Une photographie montrant M. Bardella, Mme Maréchal et M. Bellamy sur une même scène des « Eveilleurs » alimente la rumeur d’une possible « union des droites » ou alliance électorale entre le RN, Reconquête et les Républicains. En additionnant leurs forces et les suffrages tels qu’annoncés par les sondages, une coalition de ces trois partis dépasserait les 40%. Ainsi, l’union des droites seraient-elle la recette « magique » d’un retour de la droite au pouvoir en 2027, après quinze ans de pouvoir socialiste y compris sous sa version macroniste ?

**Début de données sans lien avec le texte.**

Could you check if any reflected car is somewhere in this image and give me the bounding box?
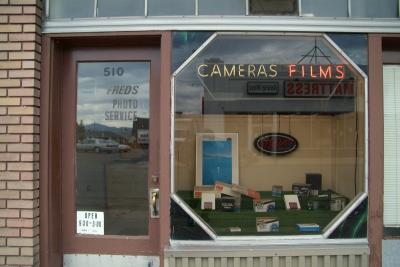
[76,138,119,153]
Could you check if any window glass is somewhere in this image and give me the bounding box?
[199,0,246,15]
[301,0,349,17]
[147,0,195,16]
[249,0,298,15]
[49,0,94,18]
[97,0,144,17]
[173,34,365,239]
[383,65,400,228]
[351,0,399,18]
[75,62,150,235]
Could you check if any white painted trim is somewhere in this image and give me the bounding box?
[42,16,400,33]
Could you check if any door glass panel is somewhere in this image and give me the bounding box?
[75,62,150,235]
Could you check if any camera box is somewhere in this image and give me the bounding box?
[253,199,275,212]
[272,185,283,197]
[256,217,279,232]
[292,183,311,197]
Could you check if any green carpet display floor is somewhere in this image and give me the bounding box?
[178,191,338,235]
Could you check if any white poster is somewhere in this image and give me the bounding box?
[76,211,104,235]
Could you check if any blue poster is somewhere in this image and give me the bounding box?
[202,138,232,185]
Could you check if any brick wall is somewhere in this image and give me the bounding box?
[0,0,41,266]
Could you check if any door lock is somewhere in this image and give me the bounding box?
[149,188,160,218]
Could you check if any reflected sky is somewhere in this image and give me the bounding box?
[174,33,367,114]
[77,62,150,130]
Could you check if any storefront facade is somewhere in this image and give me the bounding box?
[0,0,400,267]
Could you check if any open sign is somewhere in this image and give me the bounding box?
[254,133,298,155]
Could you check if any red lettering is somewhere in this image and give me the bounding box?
[289,64,296,77]
[310,65,317,78]
[336,65,344,79]
[319,65,332,79]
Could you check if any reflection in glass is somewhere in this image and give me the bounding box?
[351,0,398,18]
[174,34,365,238]
[301,0,348,17]
[148,0,195,16]
[50,0,94,18]
[97,0,144,17]
[199,0,246,15]
[75,62,150,235]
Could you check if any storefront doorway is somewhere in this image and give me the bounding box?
[43,34,168,267]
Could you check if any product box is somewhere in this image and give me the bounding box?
[253,199,275,212]
[232,184,260,199]
[201,191,215,210]
[292,183,311,197]
[221,196,241,211]
[193,185,217,198]
[215,181,240,197]
[296,223,320,232]
[256,217,279,232]
[272,185,283,197]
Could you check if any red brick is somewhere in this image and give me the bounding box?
[0,247,19,256]
[0,61,22,69]
[22,60,40,70]
[0,97,21,106]
[8,107,40,115]
[8,69,40,79]
[7,181,39,192]
[0,172,19,181]
[7,218,39,228]
[0,16,8,23]
[21,97,40,107]
[7,237,39,247]
[20,153,39,161]
[0,116,20,125]
[0,33,8,42]
[7,200,39,209]
[0,134,19,143]
[0,79,21,87]
[7,162,39,171]
[8,88,40,97]
[8,51,40,59]
[0,43,22,51]
[7,144,39,152]
[21,114,40,124]
[0,6,22,14]
[21,134,40,143]
[0,190,19,199]
[8,33,40,42]
[21,227,39,237]
[0,228,19,237]
[8,125,39,133]
[6,256,34,265]
[0,153,20,161]
[9,15,38,23]
[21,208,39,218]
[10,0,40,5]
[20,171,39,181]
[22,24,40,32]
[22,79,40,88]
[21,190,39,199]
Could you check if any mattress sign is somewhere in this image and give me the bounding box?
[254,133,298,155]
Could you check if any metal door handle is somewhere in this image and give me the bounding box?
[150,188,160,218]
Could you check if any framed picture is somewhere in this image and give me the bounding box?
[196,133,239,186]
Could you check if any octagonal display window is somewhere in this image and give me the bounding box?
[172,33,366,239]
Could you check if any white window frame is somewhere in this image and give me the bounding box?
[170,32,368,245]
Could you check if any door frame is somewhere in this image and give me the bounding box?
[40,32,171,267]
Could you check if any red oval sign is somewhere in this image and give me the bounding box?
[254,133,299,155]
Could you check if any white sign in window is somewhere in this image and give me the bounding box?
[76,211,104,235]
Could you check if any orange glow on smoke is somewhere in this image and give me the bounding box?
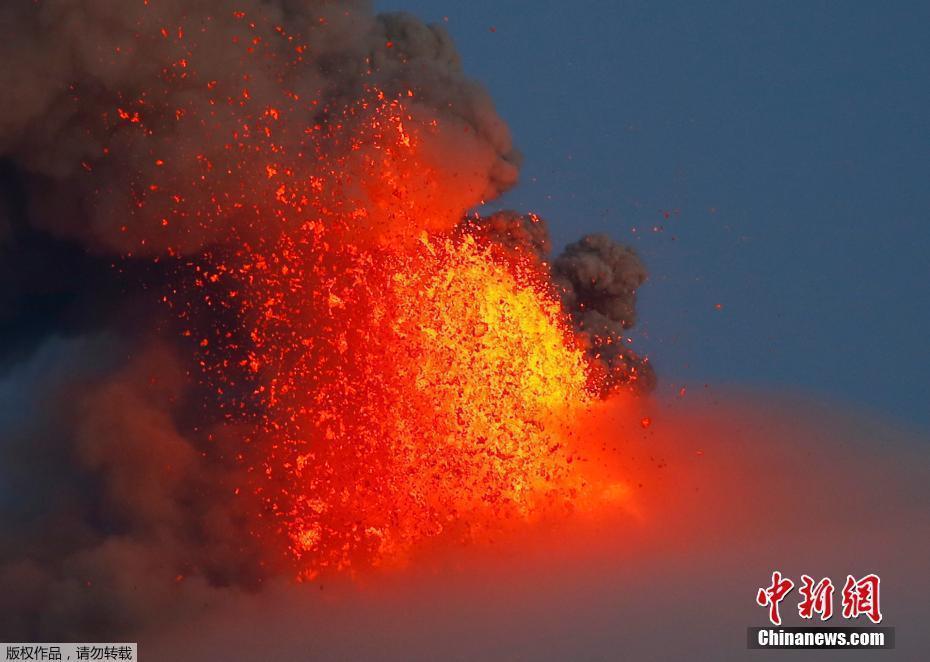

Et d’abord, « l’union des droites » a-t-elle jamais fonctionné dans l’histoire récente ? Sans doute faut-il remonter à la célèbre classification des trois droites françaises conçue par René Rémond : conservatrice et catholique ou légitimiste ; bonapartiste ou nationaliste, étatiste et centralisatrice ; et enfin orléaniste, libérale, décentralisatrice et pro-européenne. Ces critères sont toujours en toile de fond de l’histoire des droites en France, malgré des nuances et des frontières parfois mouvantes. Pendant la Ve République, ils se retrouvent plus ou moins à travers le clivage entre un courant gaulliste ou néo-gaulliste, groupant la droite conservatrice et étatiste (produit de la fusion des deux premières de René Rémond) et le mouvement giscardien, ou issu du giscardisme, libéral aussi bien sur le plan économique que sociétal et pro-européen.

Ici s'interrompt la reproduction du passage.